That left her with a grand total of three schools. Some of her friends had 12 colleges on their lists. In the back of my mind I heard the bad mother voice, the one I kept trying to silence: “She can do better. Those schools aren’t good enough.”

I slyly began suggesting colleges. “What about Bard?” I would ask one day. “How about Colgate? Or Middlebury?” I’d try the next, dipping into a set of schools that weren’t on her radar. In the bookstore one afternoon, I pored over a copy of “Colleges That Change Lives” and then eagerly reported my findings to her that night. Through all these attempts to manipulate her, my daughter was extremely tolerant and polite. She did not roll her eyes.

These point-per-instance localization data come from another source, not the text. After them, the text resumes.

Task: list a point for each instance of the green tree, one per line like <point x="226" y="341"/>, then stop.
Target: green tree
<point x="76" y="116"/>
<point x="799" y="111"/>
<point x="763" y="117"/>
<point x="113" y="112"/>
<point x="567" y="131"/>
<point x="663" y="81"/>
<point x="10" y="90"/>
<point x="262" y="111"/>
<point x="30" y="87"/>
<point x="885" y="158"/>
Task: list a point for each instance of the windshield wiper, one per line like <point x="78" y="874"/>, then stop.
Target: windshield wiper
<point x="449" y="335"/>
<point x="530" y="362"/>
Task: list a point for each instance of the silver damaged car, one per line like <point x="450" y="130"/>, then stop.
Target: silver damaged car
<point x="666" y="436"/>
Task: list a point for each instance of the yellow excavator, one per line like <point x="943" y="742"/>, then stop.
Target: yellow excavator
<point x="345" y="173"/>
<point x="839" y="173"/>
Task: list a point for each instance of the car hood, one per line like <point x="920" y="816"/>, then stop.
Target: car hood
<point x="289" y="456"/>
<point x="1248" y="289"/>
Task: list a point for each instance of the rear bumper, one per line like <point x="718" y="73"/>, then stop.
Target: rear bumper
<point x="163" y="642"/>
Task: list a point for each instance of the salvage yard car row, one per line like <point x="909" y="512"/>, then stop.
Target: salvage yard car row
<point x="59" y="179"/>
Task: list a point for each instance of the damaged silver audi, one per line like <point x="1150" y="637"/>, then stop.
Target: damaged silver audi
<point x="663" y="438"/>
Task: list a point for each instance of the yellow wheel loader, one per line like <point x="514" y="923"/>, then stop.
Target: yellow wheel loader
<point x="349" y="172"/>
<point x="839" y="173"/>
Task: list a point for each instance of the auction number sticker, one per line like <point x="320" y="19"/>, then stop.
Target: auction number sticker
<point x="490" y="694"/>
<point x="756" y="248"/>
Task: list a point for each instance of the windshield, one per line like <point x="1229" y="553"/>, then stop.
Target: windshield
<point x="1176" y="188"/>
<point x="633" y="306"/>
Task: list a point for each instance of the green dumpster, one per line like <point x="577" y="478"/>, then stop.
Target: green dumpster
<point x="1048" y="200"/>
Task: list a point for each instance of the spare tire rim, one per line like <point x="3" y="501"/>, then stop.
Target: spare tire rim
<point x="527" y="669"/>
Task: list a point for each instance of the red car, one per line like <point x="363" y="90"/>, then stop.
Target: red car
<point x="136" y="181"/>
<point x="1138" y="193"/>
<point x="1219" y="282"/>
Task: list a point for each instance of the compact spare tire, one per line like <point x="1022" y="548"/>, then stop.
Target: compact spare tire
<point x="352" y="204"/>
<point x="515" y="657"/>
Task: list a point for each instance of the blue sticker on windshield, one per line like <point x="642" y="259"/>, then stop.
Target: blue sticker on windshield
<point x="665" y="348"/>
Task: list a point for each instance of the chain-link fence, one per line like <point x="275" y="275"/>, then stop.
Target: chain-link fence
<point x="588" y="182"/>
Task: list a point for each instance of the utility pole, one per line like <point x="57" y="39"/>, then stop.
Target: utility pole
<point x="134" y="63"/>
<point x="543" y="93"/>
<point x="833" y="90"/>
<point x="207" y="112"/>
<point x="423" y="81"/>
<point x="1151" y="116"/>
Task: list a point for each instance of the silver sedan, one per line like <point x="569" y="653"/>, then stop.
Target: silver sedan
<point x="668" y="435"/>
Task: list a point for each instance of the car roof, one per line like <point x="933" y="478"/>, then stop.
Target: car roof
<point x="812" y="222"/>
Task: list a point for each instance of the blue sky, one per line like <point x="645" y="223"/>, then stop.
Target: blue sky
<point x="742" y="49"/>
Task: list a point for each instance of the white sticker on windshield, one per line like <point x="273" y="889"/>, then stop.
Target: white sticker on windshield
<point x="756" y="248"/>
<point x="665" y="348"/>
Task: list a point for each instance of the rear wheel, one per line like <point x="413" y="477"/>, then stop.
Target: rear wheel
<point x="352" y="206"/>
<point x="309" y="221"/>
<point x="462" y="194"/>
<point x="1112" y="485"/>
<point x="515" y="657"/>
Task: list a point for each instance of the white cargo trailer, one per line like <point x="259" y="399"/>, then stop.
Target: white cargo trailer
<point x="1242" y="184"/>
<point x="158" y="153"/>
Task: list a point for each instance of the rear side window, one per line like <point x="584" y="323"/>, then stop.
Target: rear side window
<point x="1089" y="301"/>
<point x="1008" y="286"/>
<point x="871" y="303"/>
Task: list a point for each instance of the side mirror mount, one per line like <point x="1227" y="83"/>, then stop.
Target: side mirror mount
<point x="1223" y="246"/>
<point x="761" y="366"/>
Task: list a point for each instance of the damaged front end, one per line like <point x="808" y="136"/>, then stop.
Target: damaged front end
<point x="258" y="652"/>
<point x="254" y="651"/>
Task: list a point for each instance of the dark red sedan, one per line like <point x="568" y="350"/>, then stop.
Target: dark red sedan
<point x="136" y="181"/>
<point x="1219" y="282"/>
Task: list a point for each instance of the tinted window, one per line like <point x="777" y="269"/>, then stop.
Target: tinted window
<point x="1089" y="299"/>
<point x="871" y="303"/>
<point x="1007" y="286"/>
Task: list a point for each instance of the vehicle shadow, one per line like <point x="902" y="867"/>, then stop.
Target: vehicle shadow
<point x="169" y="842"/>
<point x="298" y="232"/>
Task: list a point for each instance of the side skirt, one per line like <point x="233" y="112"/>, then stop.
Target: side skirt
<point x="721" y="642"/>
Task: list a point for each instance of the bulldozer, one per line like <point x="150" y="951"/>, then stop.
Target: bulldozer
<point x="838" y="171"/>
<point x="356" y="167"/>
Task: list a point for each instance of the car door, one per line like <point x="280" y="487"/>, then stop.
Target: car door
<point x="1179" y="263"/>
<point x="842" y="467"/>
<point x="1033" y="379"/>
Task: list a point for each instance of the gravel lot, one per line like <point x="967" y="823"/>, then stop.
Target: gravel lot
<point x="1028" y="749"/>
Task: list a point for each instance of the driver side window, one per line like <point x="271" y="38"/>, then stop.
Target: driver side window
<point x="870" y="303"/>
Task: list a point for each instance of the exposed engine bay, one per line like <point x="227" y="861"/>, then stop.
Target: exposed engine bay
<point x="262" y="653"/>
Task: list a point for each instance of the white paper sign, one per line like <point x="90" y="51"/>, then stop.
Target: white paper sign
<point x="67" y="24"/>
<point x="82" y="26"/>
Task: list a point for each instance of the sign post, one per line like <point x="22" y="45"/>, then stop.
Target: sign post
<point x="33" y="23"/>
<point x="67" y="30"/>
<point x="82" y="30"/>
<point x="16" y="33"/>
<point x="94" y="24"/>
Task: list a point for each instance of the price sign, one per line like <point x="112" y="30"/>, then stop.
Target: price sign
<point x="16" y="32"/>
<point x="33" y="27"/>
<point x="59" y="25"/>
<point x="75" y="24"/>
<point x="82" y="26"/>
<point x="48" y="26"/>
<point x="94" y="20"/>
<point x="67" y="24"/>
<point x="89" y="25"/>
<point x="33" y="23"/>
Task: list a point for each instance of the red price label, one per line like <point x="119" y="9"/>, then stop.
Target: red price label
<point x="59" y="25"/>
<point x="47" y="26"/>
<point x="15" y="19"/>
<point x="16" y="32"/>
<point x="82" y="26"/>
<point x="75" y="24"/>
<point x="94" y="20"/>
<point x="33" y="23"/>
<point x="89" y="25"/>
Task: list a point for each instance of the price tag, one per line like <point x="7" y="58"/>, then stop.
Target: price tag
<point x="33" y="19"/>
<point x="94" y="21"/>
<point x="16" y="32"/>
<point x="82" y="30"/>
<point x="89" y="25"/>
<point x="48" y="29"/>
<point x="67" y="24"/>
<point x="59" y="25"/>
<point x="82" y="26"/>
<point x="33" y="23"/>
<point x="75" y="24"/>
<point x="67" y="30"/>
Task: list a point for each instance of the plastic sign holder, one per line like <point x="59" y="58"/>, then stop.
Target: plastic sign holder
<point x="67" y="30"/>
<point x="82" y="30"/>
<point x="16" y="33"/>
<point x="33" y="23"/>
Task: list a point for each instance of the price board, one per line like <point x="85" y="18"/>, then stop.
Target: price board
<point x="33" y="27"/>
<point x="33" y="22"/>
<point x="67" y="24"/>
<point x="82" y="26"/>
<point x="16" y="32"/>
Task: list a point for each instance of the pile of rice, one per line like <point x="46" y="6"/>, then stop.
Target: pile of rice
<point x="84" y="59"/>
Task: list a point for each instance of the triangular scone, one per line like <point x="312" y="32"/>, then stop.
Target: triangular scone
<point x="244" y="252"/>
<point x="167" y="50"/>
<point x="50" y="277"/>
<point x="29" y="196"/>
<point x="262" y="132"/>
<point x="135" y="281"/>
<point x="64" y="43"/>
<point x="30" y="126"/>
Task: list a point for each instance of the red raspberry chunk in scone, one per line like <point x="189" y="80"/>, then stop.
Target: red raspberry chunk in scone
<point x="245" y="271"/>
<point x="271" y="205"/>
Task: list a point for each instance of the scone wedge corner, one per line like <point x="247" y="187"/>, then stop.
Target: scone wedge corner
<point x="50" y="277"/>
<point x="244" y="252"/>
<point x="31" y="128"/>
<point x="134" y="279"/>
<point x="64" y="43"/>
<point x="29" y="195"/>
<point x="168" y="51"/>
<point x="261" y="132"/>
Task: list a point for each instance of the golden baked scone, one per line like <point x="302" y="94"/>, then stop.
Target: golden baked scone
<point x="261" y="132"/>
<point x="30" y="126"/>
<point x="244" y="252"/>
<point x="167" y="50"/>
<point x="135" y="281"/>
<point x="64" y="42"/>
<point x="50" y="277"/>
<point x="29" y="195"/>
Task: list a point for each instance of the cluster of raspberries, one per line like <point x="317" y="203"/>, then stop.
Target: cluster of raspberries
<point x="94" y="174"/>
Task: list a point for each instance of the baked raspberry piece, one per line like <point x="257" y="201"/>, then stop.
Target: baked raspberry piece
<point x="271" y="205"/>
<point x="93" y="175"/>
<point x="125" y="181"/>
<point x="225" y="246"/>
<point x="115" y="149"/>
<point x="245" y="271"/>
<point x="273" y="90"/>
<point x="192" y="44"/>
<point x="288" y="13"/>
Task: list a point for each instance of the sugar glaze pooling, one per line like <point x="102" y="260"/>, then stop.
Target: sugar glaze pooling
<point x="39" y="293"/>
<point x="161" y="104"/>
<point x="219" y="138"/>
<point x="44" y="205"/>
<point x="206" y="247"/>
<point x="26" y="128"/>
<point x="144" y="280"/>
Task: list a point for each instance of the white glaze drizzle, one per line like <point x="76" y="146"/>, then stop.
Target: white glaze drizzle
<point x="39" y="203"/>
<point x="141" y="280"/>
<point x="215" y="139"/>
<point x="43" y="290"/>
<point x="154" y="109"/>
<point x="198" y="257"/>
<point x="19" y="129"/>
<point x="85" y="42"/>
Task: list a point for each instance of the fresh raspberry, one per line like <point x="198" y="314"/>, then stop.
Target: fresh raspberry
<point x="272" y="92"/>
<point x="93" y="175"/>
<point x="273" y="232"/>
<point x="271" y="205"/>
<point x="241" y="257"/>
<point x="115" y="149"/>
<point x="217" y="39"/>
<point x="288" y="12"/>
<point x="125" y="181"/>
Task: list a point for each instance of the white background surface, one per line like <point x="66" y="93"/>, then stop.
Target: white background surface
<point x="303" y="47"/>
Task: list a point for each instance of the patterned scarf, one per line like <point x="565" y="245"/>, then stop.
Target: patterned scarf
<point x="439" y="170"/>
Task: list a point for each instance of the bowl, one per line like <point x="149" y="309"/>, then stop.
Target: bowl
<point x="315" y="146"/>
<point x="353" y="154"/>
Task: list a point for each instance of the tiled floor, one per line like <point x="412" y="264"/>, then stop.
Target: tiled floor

She did not tell me to go get a life.

In the end, it is to my daughter’s credit that she didn’t listen to me. By then she had already found the school of her dreams. She did it all on her own, just as I originally hoped she would, before I tried to get in her way.

In a few weeks, my daughter will start classes at the University of Oregon, a school she fell in love with when we toured its environmentally progressive campus, met some students, sat in on classes. After seven years at a small girls’ school in glitzy L.A., she wanted a big university with a strong environmental science program and an avid outdoor culture. (Not to mention male students.) A place with a cool college town and a small community feel. A place where she would be free to find herself and explore.

I can’t remember when she’s been this happy. It’s that same starry-eyed look I had when I was headed to Berkeley.

A few months ago, I noticed a large envelope on the dining room table containing her housing application. On the outside she had written: “U of O: Here I come!!”

Mona Gable is a writer in Los Angeles.